Roman's 4:16 - 25. Tells us what Abraham believed and that it was counted to him as righteousness.
Norman P.
PS: "Your father Abraham rejoiced to see my day: and he saw it, and was glad." (John 8:56)
Norman P.
I love Bunyan's allegory, in Pilgrim's Progress, whereby Christian sees and understands so much more as he comes up as far as Beulah Land, in sight of the Delectable Mountains. As with Enoch, its all about a walk with God over time, and the relationship that develops. Thus it is said, Abraham was the Friend of God (James 2:23). For, whilst we were yet sinners, God commended his love towards us, by sending his own beloved Son (as with Issac) to die for us (Romans 5:7-9).
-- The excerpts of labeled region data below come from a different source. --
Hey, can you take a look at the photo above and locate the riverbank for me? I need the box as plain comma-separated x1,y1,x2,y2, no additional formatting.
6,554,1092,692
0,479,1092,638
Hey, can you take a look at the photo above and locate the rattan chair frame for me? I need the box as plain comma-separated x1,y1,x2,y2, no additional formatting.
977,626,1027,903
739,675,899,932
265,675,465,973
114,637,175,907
Abraham saw this, by revelation of the Spirit, and believed. In his case, notwithstanding the drawing of God upon him by grace, he lived at a time that was so much nearer the great events of Creation, the Flood and Babel, albeit fallen man was already blinded by falsehood, just as today. Indeed, speaking of the Jews who rejected Christ, even though he came in their midst in accordance with all the prophets, Romans 11:32 tells us, "God hath concluded them all in unbelief, that he might have mercy upon all." We may discern, here, the lofty heavenly purpose of a covenant-keeping God of love, who is bringing many sons to glory. And in accordance with his divine nature, it's by faith, working through love (see Galatians 5:5-6).
Daniel X.
In this statement, "If there were any conditions to God’s love, we couldn’t fulfill those conditions because we’re sinful (Romans 3:23)." I wish to point out that the counterfactual (if there were conditions...) does not specify which conditions, and so the conclusion (we couldn't fulfill them..) does not necessarily follow. An example condition is "you must be somewhat sincere some of the time" which is easily fulfilled by sinful humans. NB. Notwithstanding the above, I concur that the common grace of God is unconditional, as much so as common suffering (Luke 13:4), but for reasons other than what you silently assume (which is that God's conditions, were there to be any, could only be fulfilled by morally perfect agents )
Terry D P.
Re the question: “What did Abraham believe?” Jesus himself answers this question in these words: ‘Your father Abraham was overjoyed to see my day; he saw it and was glad.’ The Jews protested, ‘You are not yet fifty years old. How can you have seen Abraham?’ Jesus said, ‘In very truth I tell you, before Abraham was born, I am.’ — Jn 8:56-58. Also, recall what God [aka Jesus, the Word made flesh] personally said to Abraham: THE TIME CAME when God put Abraham to the test. ‘Abraham’, he called, and Abraham replied, ‘Here I am.' God said, ‘Take your son Isaac, your only son, whom you love, and go to the land of Moriah. There you shall offer him as a sacrifice on one of the hills which I will show you.' […] He said to his men, ‘Stay here with the ass while I and the boy go over there; and when we have worshipped we will come back to you.’ […] So Abraham took the wood for the sacrifice and laid it on his son Isaac’s shoulder; he himself carried the fire and the knife, and the two of them went on together. Isaac said to Abraham, ‘Father’, and he answered, ‘What is it, my son?’ Isaac said, ‘Here are the fire and the wood, but where is the young beast for the sacrifice?’ Abraham answered, ‘God will provide himself with a young beast for a sacrifice, my son.’ […] — Gn 22:1-18. The Gn 22:1-18 scripture graphically illustrates what Abraham believed about salvation, because, as Jesus said: ‘Your father Abraham was overjoyed to see my day; he saw it and was glad.’
Ian B.
Very true Lita - we are judged according to what we understand about God and PUT INTO OPERATION. Therefore, we in the last times know more, and are therefore more accountable - this is only proper.
Ken B.
Hebrews 9:15 speaks about forgiveness of sins committed in Old Testament times on the basis of the death of Jesus.. 'a death has taken place for the redemption of the transgressions that were committed under the first covenant'.